The lease-up phase is the period of time from the day you open the doors to the day you have
enough income from rentals and merchandise sales to cover the expense of owning the store. Ownership
expenses include monthly operating expenses (employee expense, utilities, maintenance,
etc.), debt service on the construction loan or mortgage, taxes, and liability insurance (property, not
unit contents). To estimate how much lease carry money you will have to borrow (usually as part of
your construction loan) determine what percentage of your net leasable square footage you can reasonably
expect to have leased each month. The difference between gross square footage and net
leasable square footage is that gross square footage includes hallways, entries etc., and net leasable
square footage is only that space that can be rented. Multiply the net leasable square footage by your
average rent per square foot, and that will give you your total potential income.
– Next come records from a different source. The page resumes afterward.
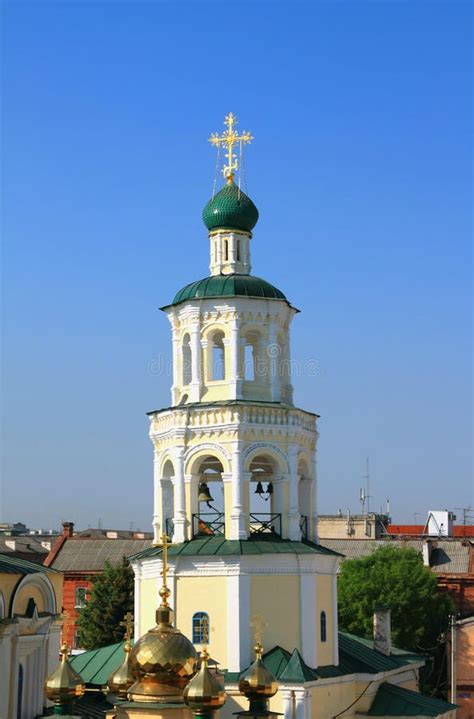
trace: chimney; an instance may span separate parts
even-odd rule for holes
[[[74,534],[74,522],[63,522],[63,537],[68,539]]]
[[[392,652],[390,607],[386,604],[374,607],[374,649],[387,657]]]

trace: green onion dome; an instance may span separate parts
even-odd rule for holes
[[[202,219],[209,232],[218,228],[251,232],[257,224],[258,210],[250,197],[230,180],[209,200]]]
[[[285,300],[285,295],[266,280],[253,275],[211,275],[183,287],[174,297],[172,305],[186,300],[208,297],[257,297]]]

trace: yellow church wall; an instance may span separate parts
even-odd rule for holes
[[[8,612],[13,591],[20,578],[19,574],[0,574],[0,592],[3,594],[5,613]]]
[[[300,642],[300,580],[291,575],[252,576],[250,616],[265,619],[263,642],[276,644],[288,651],[301,649]]]
[[[316,579],[316,635],[318,637],[318,664],[334,664],[334,616],[333,616],[333,578],[319,574]],[[326,612],[326,641],[321,641],[321,612]]]
[[[175,626],[192,639],[195,612],[209,615],[209,652],[225,665],[227,660],[227,577],[177,577],[177,612]]]
[[[157,580],[142,579],[140,582],[140,636],[155,626],[158,600]]]

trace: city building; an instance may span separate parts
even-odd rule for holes
[[[146,549],[151,545],[150,533],[126,530],[86,529],[74,533],[72,522],[63,523],[57,538],[44,560],[46,567],[64,576],[63,612],[66,622],[63,639],[73,651],[81,649],[78,629],[79,610],[85,605],[92,587],[92,579],[104,570],[106,561],[120,562],[122,557]]]
[[[40,564],[0,554],[0,717],[33,719],[56,666],[63,578]]]

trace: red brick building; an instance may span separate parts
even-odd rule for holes
[[[148,532],[106,529],[88,529],[75,534],[72,522],[63,523],[63,533],[44,564],[64,574],[63,636],[69,646],[80,649],[77,620],[92,587],[91,579],[102,574],[106,560],[115,564],[122,557],[130,557],[149,547],[152,536]]]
The next “gray area” you face is making an assumption about how much square footage you expect
to lease each month. In most areas of the country, rentals start out with a bang in spring, hold fairly
well through summer, then taper off for fall, and almost freeze in winter. However, local economies
can significantly affect that trend. If you are in a college town you may load up with teacher supplies
and student belongings from May- June to August-September and conduct heavy marketing
the rest of the year to keep things going. If possible, read trade magazines to find lease up rates in
your area or talk to local operators about trends, then put together your estimate of what percent of
rental income you expect to gain each month.
If you expect to rent three percent of your net leasable square footage the first month, and three
the second month you can expect 3% of your net leasable income the first month and 6% the second
month, etc. For the first few months you will probably not have many move outs, but after 3 to
6 months you will also need to subtract square footage income lost to move outs to have a good
estimate of actual gross income for the month. Subtract estimated expenses from estimated gross
income to determine estimated net income. As long as that net income number is a negative number,
you need to borrow money to cover expenses. That is “lease carry”. Once your income covers
expenses, you have achieved equilibrium and no longer need to borrow. That is, unless your expenses
did not include an accrual for taxes and insurance. Taxes and insurance usually don’t have
to be paid on a monthly basis but they can never be forgotten – have a plan to cover them as well.
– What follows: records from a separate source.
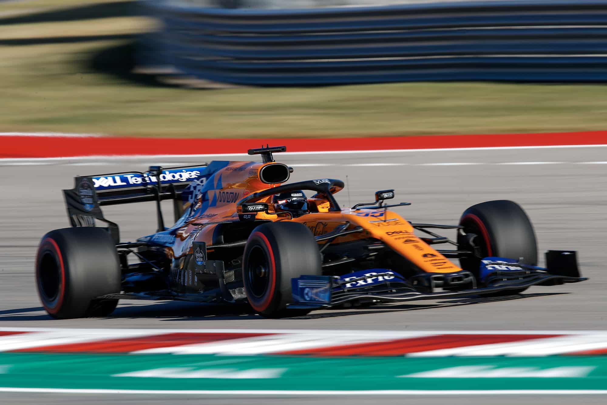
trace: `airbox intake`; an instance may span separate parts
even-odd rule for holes
[[[259,169],[259,180],[266,184],[284,183],[290,177],[289,166],[282,163],[266,165]]]

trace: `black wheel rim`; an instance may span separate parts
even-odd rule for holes
[[[270,287],[270,260],[265,251],[256,245],[249,252],[246,260],[246,277],[249,289],[257,298],[264,296]]]
[[[40,294],[47,302],[57,299],[61,285],[61,273],[55,256],[50,252],[42,254],[38,267]]]

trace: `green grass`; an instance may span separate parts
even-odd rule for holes
[[[0,4],[0,131],[216,137],[607,129],[601,84],[163,86],[120,72],[131,36],[155,26],[137,14],[129,1]]]

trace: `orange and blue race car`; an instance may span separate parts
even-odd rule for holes
[[[75,178],[64,190],[72,228],[42,239],[40,299],[58,318],[107,316],[120,299],[248,302],[266,317],[325,308],[517,294],[585,280],[575,251],[546,253],[537,267],[533,227],[512,201],[464,211],[458,225],[410,222],[392,209],[393,190],[341,207],[344,183],[287,183],[274,161],[284,146],[248,151],[262,162],[152,166]],[[164,225],[161,202],[173,202]],[[101,207],[155,202],[155,233],[121,242]],[[453,230],[451,240],[435,233]],[[451,248],[439,248],[451,245]],[[456,261],[454,259],[458,259]]]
Self Storage Investment Returns
After all of your expenses are covered, the income you receive from your facility is profit. The final
determining factor on whether or not to build your store is whether or not the profit you will receive
from this investment is equal to or greater than the profit you can achieve by investing in something
else. An added factor to consider is whether or not you want to sell the facility at some point, or
just have an income stream for the foreseeable future. Do you want to flip the property as fast as
you can to get more money for additional investments? Do you want to keep the facility until the
kids are ready for college and then sell to have college funds? Or, do you want to hold on to it for
retirement income? This is your exit strategy; you should choose the investment that best meets
future goals as well as immediate ones.
The allure of self storage is real, it is a uniquely simple business, but it is still a business. Before
any other decisions are made, you must decide whether or not this is the business that will meet
your goals. Then you get to choose the look you want, apartment or just office, colors, what doors
to buy, security system, fencing, flooring, etc.